2. Animals that are not yet fully vaccinated should avoid contact with other dogs, as well as contaminated objects and public places, especially those where other animals circulate.

3. In kennels and places where many dogs live, disinfection should be often perform using bleach to prevent the spread of the virus.

4. In the event of the death of a dog with parvovirus at home, bleach disinfection should be performed as the virus can survive for up to one year outside the host.

5. It is particularly important to be careful not to carry faeces in the shoes, specially when around animals that have not been yet vaccinated.

6. At the first suspicious of the disease, contact the veterinarian immediately since quick treatment is decisive for the animal’s survival.

7. If the animal successfully recovers from the disease, it can remain contagious for up to 3-6 weeks and the virus can survive in the ground soil for up to a year. It is therefore important that the animal remains isolated and that neighbours and family members with other dogs are informed so they make sure their animals are properly vaccinated.

By Ricardo Ribas, Veterinary Doctor, doctorate in veterinary sciences and researcher in the area of oncology in London.

Reference Sources

1. Miranda, C & Thompson G. Canine parvovirus: the worldwide occurrence of antigenic variants. J Gen Virol, 2016 Sep;97(9):2043-2057. doi: 10.1099/jgv.0.000540.

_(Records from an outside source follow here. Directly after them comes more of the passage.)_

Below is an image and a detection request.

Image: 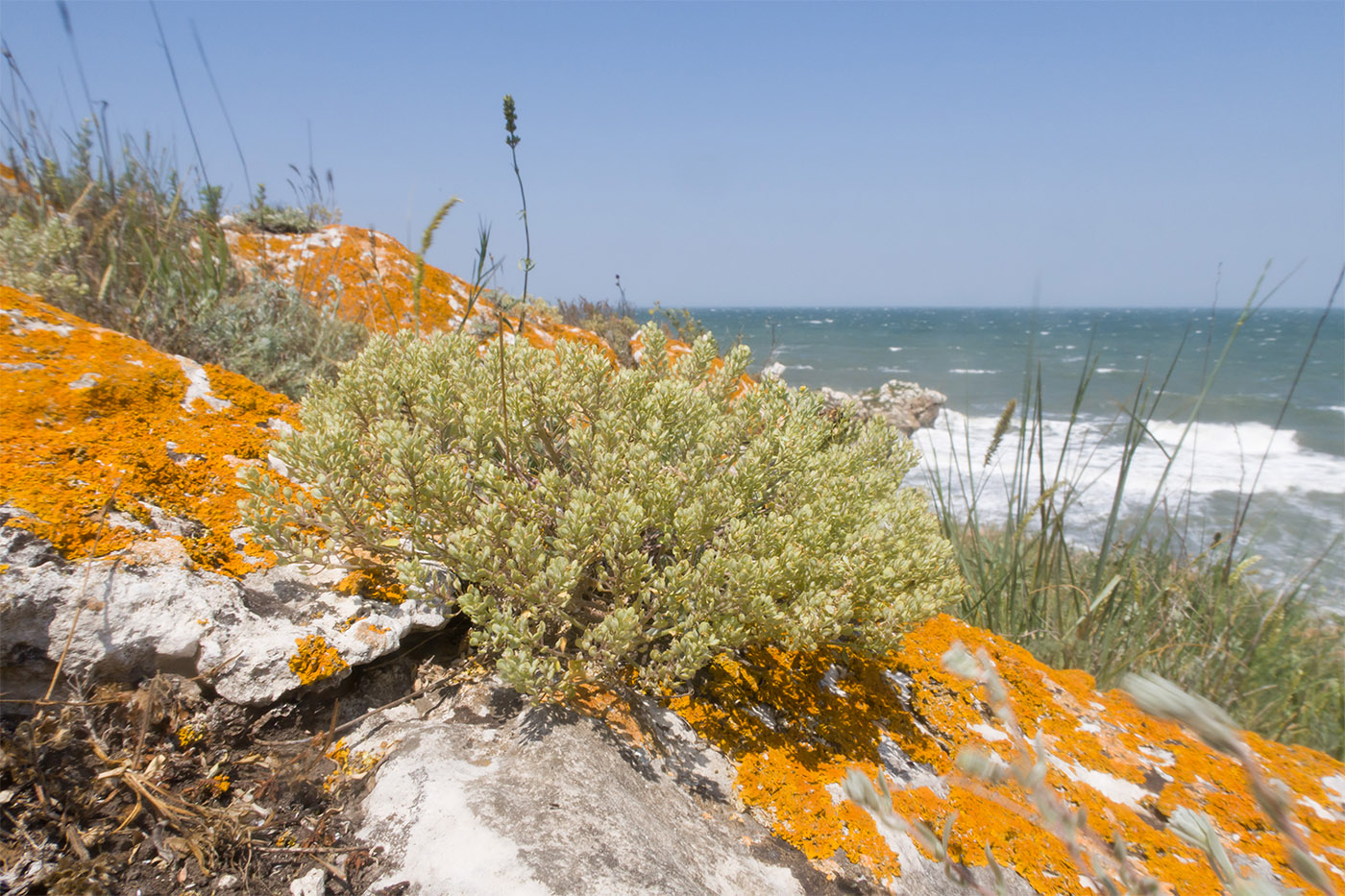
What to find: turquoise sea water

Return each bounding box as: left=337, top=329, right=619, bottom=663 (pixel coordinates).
left=696, top=308, right=1345, bottom=611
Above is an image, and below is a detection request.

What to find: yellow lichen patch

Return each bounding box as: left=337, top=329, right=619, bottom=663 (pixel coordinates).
left=631, top=332, right=756, bottom=399
left=672, top=617, right=1345, bottom=893
left=289, top=626, right=350, bottom=685
left=228, top=225, right=616, bottom=366
left=571, top=682, right=653, bottom=751
left=178, top=725, right=201, bottom=747
left=323, top=739, right=389, bottom=791
left=0, top=286, right=295, bottom=576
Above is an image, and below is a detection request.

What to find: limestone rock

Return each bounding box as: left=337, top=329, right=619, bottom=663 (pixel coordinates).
left=0, top=514, right=447, bottom=705
left=821, top=379, right=948, bottom=436
left=341, top=672, right=1006, bottom=896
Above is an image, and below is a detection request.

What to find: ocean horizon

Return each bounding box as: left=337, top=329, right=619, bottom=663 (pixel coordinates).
left=692, top=306, right=1345, bottom=612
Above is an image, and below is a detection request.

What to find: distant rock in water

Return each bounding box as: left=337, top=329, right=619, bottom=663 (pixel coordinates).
left=821, top=379, right=948, bottom=436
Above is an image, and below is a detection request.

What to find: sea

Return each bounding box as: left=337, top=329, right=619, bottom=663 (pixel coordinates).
left=694, top=308, right=1345, bottom=614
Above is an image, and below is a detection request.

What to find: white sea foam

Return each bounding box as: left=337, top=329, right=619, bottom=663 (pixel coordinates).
left=911, top=410, right=1345, bottom=530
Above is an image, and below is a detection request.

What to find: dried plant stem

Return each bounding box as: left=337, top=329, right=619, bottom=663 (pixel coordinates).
left=41, top=476, right=121, bottom=704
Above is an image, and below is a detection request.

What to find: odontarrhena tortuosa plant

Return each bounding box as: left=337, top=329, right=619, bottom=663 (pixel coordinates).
left=243, top=325, right=962, bottom=695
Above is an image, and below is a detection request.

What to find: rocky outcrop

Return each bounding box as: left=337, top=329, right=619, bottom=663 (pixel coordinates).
left=0, top=275, right=1345, bottom=893
left=821, top=379, right=948, bottom=436
left=225, top=225, right=616, bottom=365
left=672, top=617, right=1345, bottom=896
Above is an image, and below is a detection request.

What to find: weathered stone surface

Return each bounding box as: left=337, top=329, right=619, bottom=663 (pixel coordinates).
left=821, top=379, right=948, bottom=436
left=0, top=254, right=1345, bottom=893
left=341, top=669, right=1011, bottom=896
left=0, top=514, right=445, bottom=704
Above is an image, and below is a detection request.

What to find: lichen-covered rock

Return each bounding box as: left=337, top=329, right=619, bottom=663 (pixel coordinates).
left=821, top=379, right=948, bottom=436
left=0, top=516, right=447, bottom=705
left=0, top=288, right=445, bottom=704
left=349, top=669, right=1019, bottom=896
left=672, top=617, right=1345, bottom=895
left=226, top=225, right=616, bottom=365
left=0, top=286, right=295, bottom=576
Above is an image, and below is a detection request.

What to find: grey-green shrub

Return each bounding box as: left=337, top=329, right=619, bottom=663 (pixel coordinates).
left=0, top=214, right=88, bottom=303
left=243, top=326, right=962, bottom=692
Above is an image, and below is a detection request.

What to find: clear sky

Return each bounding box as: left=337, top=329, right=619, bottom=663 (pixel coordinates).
left=0, top=0, right=1345, bottom=306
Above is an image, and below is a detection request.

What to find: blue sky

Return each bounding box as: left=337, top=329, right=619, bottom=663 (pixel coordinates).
left=0, top=0, right=1345, bottom=306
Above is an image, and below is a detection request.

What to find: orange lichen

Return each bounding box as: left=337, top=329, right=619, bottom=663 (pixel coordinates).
left=672, top=617, right=1345, bottom=893
left=228, top=225, right=616, bottom=366
left=336, top=567, right=406, bottom=604
left=631, top=324, right=756, bottom=399
left=323, top=738, right=389, bottom=791
left=289, top=626, right=350, bottom=685
left=0, top=286, right=295, bottom=576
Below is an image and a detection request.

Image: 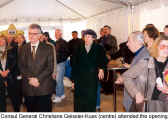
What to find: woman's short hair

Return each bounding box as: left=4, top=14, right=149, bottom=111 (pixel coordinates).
left=84, top=29, right=97, bottom=39
left=149, top=35, right=168, bottom=58
left=143, top=27, right=159, bottom=40
left=0, top=34, right=8, bottom=46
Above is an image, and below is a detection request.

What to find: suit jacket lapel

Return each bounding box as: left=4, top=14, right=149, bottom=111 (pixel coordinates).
left=35, top=42, right=43, bottom=63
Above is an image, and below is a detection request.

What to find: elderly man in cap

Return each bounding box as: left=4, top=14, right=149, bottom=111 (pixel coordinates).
left=116, top=31, right=149, bottom=112
left=72, top=29, right=108, bottom=112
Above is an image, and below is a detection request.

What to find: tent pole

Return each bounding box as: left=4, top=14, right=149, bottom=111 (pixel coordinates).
left=55, top=0, right=86, bottom=19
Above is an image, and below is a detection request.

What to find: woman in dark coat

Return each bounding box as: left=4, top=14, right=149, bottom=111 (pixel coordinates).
left=72, top=30, right=107, bottom=112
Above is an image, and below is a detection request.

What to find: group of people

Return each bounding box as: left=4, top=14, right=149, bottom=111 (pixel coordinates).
left=116, top=24, right=168, bottom=112
left=0, top=21, right=168, bottom=112
left=0, top=24, right=117, bottom=112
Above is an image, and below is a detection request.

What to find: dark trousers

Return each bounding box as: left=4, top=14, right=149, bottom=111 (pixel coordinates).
left=0, top=95, right=6, bottom=112
left=25, top=95, right=52, bottom=112
left=7, top=80, right=22, bottom=112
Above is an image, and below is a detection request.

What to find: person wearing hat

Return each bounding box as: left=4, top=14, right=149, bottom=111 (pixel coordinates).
left=72, top=29, right=108, bottom=112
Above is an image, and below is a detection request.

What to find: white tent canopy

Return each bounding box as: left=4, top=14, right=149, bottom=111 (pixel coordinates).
left=0, top=0, right=168, bottom=43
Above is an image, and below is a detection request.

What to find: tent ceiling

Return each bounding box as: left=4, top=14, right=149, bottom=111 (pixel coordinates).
left=0, top=0, right=154, bottom=23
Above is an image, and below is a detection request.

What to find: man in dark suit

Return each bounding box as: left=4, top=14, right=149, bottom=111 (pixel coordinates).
left=20, top=24, right=54, bottom=112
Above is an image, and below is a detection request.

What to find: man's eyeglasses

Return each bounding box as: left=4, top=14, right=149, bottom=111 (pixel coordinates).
left=160, top=45, right=168, bottom=50
left=29, top=33, right=41, bottom=36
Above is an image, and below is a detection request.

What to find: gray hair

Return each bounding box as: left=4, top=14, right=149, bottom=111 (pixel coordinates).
left=29, top=24, right=43, bottom=33
left=131, top=31, right=144, bottom=44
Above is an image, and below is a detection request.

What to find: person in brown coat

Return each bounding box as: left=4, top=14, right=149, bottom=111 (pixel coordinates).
left=123, top=36, right=168, bottom=112
left=19, top=24, right=54, bottom=112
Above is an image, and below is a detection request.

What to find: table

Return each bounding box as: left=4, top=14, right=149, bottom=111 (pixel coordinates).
left=108, top=67, right=128, bottom=112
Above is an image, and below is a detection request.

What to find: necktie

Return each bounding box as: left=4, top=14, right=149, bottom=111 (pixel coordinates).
left=32, top=46, right=36, bottom=60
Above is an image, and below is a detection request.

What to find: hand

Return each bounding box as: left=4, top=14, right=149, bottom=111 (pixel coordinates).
left=115, top=74, right=124, bottom=85
left=52, top=73, right=56, bottom=80
left=4, top=81, right=8, bottom=87
left=106, top=54, right=111, bottom=60
left=29, top=77, right=40, bottom=87
left=72, top=83, right=75, bottom=89
left=135, top=92, right=144, bottom=104
left=157, top=84, right=168, bottom=94
left=0, top=70, right=9, bottom=78
left=123, top=63, right=130, bottom=68
left=98, top=69, right=104, bottom=80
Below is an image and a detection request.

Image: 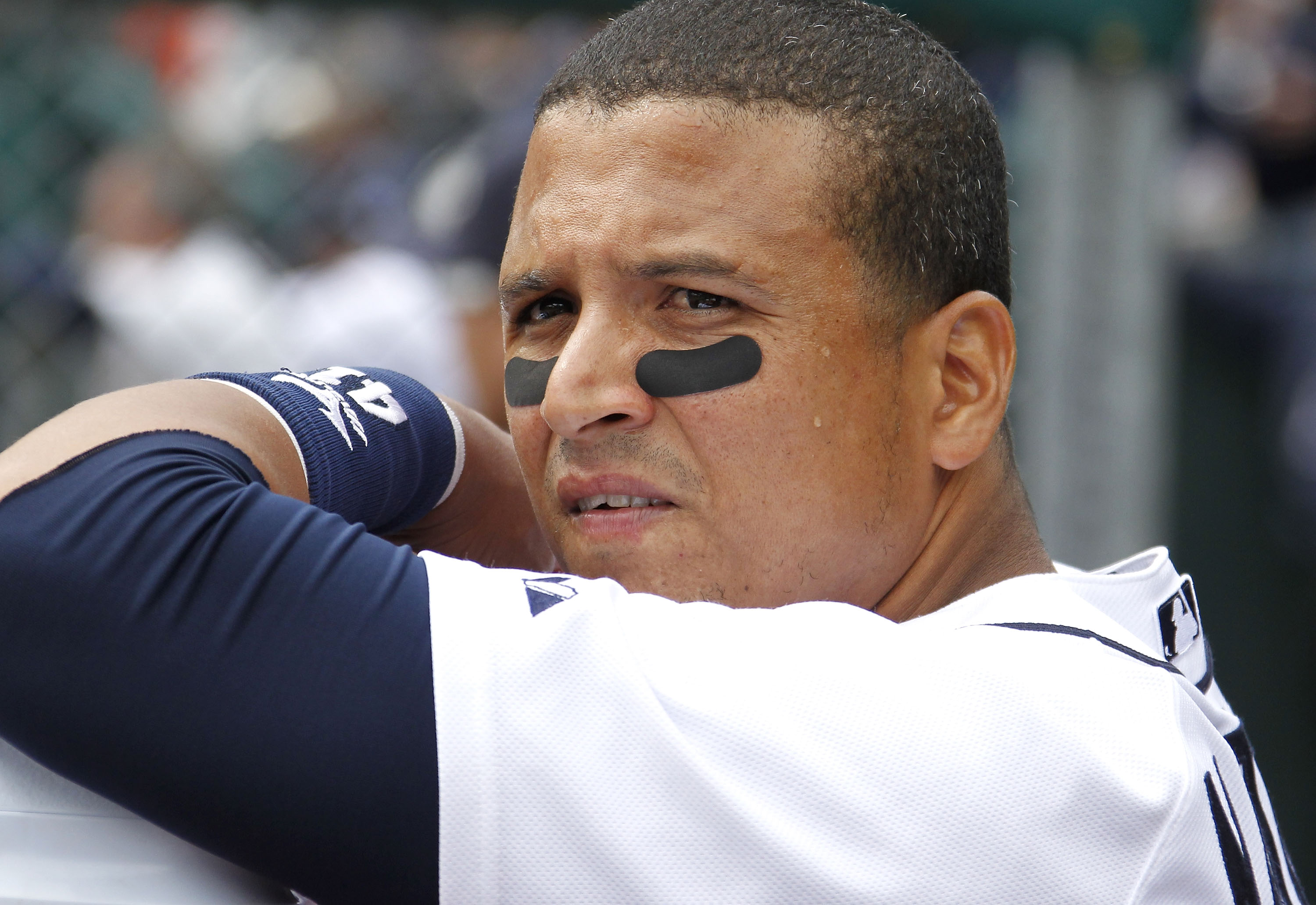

2. Ohshima, T & Mochizuki, M. Evidence for recombination between feline panleukopenia virus and canine parvovirus type 2. J Vet Med Sci. 2009;71(4):403‐408. doi:10.1292/jvms.71.403

3. Nandi, S. & Kumar, M. Canine Parvovirus: Current Perspective. Indian J Virol. 2010 Jun; 21(1): 31–44. doi: 10.1007/s13337-010-0007-y

4. Canine parvovirus. Wikipedia. Wikipedia Foundation. Accessed October 2019

5. Anna Burke. What Every Owner Should Know About Parvo in Dogs. 29 March 2017. American Kennel Club.

6. Parvovirus in dogs. Blue Cross for Pets. Last update 21 August 2019.

7. Cecilia de Cardenas. Parvo in Dogs. 8 October 2008. PETMD.


The subjects, ideas and prevention measures discussed in this article are for informational purposes only. For more information consult a vet or a professional in the area. Whilst every effort is made to make sure the article is accurate at the time of publication, I take no liability for any new developments on the subject as well as any errors or omissions.